[Oberon] Oberon and closures

Douglas G. Danforth danforth at greenwoodfarm.com
Wed Oct 29 05:38:48 MET 2008


Martin Bishop wrote:
> Is it possible to create a closure in Oberon?  If not, why not? what
> prevent it?
> --
> Oberon at lists.inf.ethz.ch mailing list for ETH Oberon and related systems
> https://lists.inf.ethz.ch/mailman/listinfo/oberon
>   
 From Wikipedia we find

"

In computer science <http://en.wikipedia.org/wiki/Computer_science>, a 
*closure* is a function 
<http://en.wikipedia.org/wiki/Function_%28programming%29> that is 
evaluated in an environment containing one or more bound variables 
<http://en.wikipedia.org/wiki/Bound_variable>. When called, the function 
can access these variables. The explicit use of closures is associated 
with functional programming 
<http://en.wikipedia.org/wiki/Functional_programming> and with languages 
such as ML <http://en.wikipedia.org/wiki/ML_programming_language> and 
Lisp <http://en.wikipedia.org/wiki/Lisp_%28programming_language%29>. 
Constructs such as objects 
<http://en.wikipedia.org/wiki/Object_oriented_programming> in other 
languages can also be modeled with closures.

In some languages, a closure may occur when a function is defined within 
another function, and the inner function refers to local variables of 
the outer function. At runtime <http://en.wikipedia.org/wiki/Runtime>, 
when the outer function executes, a closure is formed, consisting of the 
inner function’s code and references to any variables of the outer 
function required by the closure.

A closure can be used to associate a function with a set of "private" 
variables, which persist over several invocations of the function.

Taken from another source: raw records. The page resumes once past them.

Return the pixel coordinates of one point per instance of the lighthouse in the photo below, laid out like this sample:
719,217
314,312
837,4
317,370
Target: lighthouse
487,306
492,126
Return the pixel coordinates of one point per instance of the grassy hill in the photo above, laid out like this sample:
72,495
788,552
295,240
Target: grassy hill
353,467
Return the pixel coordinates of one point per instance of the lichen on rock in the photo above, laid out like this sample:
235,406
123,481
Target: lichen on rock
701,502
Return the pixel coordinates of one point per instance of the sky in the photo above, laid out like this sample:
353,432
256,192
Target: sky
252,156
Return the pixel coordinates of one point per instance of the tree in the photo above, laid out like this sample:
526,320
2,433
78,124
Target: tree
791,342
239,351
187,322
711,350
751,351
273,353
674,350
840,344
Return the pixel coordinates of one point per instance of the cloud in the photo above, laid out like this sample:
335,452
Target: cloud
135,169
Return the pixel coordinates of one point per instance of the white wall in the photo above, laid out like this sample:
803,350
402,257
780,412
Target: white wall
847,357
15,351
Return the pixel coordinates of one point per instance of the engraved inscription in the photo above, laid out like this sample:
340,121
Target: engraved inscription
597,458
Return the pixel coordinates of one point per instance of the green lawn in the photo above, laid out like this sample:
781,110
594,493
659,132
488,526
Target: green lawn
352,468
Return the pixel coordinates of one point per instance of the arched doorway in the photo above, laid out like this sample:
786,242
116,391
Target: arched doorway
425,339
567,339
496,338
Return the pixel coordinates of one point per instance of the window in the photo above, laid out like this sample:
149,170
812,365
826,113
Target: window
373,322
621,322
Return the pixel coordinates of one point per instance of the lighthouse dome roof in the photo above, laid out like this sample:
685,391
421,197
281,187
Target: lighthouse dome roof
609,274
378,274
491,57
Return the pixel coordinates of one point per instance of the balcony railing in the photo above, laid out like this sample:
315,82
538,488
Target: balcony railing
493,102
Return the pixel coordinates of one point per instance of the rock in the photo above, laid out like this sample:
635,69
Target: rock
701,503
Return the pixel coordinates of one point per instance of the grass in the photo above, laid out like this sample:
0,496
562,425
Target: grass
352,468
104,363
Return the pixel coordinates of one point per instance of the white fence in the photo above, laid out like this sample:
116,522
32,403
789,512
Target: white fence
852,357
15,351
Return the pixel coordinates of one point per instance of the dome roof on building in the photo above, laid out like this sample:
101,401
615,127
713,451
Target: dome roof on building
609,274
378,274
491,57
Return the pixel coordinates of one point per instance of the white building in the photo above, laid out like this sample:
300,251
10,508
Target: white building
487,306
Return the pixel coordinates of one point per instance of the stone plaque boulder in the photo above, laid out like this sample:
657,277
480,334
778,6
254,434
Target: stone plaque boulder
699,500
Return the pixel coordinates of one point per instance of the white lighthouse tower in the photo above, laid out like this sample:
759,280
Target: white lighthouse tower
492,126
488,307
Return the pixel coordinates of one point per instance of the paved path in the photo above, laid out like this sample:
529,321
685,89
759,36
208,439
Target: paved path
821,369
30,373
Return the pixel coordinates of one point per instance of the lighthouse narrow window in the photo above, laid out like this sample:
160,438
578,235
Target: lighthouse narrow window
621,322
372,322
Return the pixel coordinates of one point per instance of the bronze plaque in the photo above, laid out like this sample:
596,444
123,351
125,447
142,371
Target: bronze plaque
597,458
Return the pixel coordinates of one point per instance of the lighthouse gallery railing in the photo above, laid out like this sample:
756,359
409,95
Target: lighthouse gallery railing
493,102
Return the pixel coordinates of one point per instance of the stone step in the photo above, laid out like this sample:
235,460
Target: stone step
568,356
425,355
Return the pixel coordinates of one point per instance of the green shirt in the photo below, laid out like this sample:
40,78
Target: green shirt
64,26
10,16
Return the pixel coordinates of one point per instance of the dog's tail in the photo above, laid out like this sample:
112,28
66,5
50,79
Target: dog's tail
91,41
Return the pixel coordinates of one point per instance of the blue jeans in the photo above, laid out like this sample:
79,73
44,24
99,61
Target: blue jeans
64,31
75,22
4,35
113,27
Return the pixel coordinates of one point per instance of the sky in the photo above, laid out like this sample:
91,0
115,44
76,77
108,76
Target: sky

The 
scope <http://en.wikipedia.org/wiki/Scope_%28programming%29> of the 
variable encompasses only the closed-over function, so it cannot be 
accessed from other program code. However, the variable is of indefinite 
extent <http://en.wikipedia.org/wiki/Variable#Scope_and_extent>, so a 
value established in one invocation remains available in the next. As a 
consequence, closures can be used to hide state 
<http://en.wikipedia.org/wiki/Information_hiding>, and thus to implement 
object-oriented programming 
<http://en.wikipedia.org/wiki/Object-oriented_programming>.

"
Global variables in an Oberon module act like the bound variables for 
every procedure of the module that accesses those variables.
Oberon-2 and Component Pascal allow for functions within functions and 
so the above hold for the local variables in the outer
procedure.

So, yes, you can create a closure in Oberon.